D’ailleurs, le Singapour, on ne manifeste pas, ça ne les empêche pas d’avancer, c’est un pays exemplaire en matière d’émancipation. Il y a une chose à noter, c’est que le manque d’exigence de l’Etat ou son absence soit-elle totale ou partielle entraîne les individus à épouser des attitudes immorales qui iront dans le sens de tenir tête à l’Etat sur toute initiative, il faut aussi noter à côté de cela qu’un Etat responsable n’opprime pas et travaillera toujours pour son peuple.

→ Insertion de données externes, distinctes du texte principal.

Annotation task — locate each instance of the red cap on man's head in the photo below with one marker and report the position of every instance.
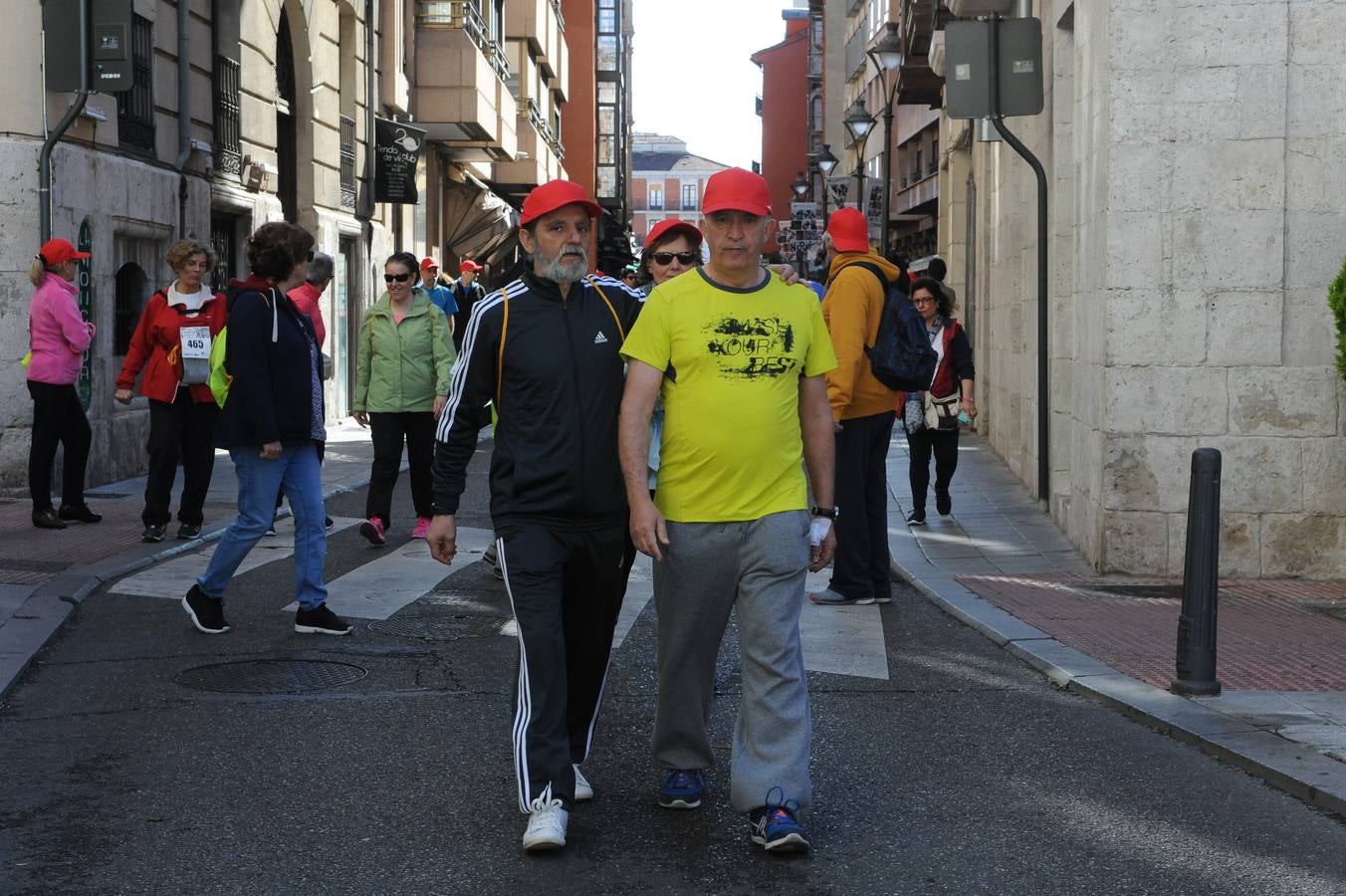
(557, 194)
(672, 224)
(58, 252)
(737, 190)
(849, 230)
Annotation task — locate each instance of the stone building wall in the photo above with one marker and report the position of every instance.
(1198, 163)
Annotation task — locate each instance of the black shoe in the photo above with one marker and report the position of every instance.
(80, 513)
(207, 613)
(320, 620)
(46, 518)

Dans une république où l’Homme mauvais triomphe, cela montre une maladie sociétale à traiter d’urgence avant qu’elle ne devient chronique. L’opposition –UFDG– a challengé le peuple en acceptant un accord qui ne renferme que leur intérêt et celui du pouvoir.Ils viennent pleurnicher devant les militants pour demander seulement à sortir peut-être pour faire pareille acrobatie qu’ils furent récemment. Pour moi, on doit laisser ces gens et nous tourner le regard vers le progrès qui n’est pas forcément politique politicienne. Il faut savoir que l’on doit s’émanciper personnellement et que participer au développement du pays est un devoir ou sinon se développer personnellement signifie aider l’Etat. Pour ce faire, je propose :

Du président au plus petit des sujets de l’Etat, que l’éthique raisonne. Aujourd’hui, nous voulons que la ville soit propre, cela ne peut se faire sans éthique, car « nettoyer est bien mais ne pas salir est meilleur » enseigne le dicton. Le manque d’éthique est aussi visible dans la rue à travers l’insolence des chauffeurs et leur non-respect des policiers et des passagers. C’est là-bas tu peux voir un vieux en pleine circulation injurier tel un gamin sous l’effet de la drogue. Dans un véhicule très propre, très cher, tu vois le propriétaire descendre la vitre et jeter des couches pour enfants pleines de merde, des mouchoirs sals, des ordures de fois… Mais bon, c’est vrai qu’il est difficile de trouver aussi des poubelles dans tous les coins où on peut jeter les ordures sans gêner les autres. L’Etat a le devoir de pourvoir les poubelles et d’éduquer cette population qui n’est pas habituée à jeter dans un lieu spécifique fait à cet effet à épouser cette attitude.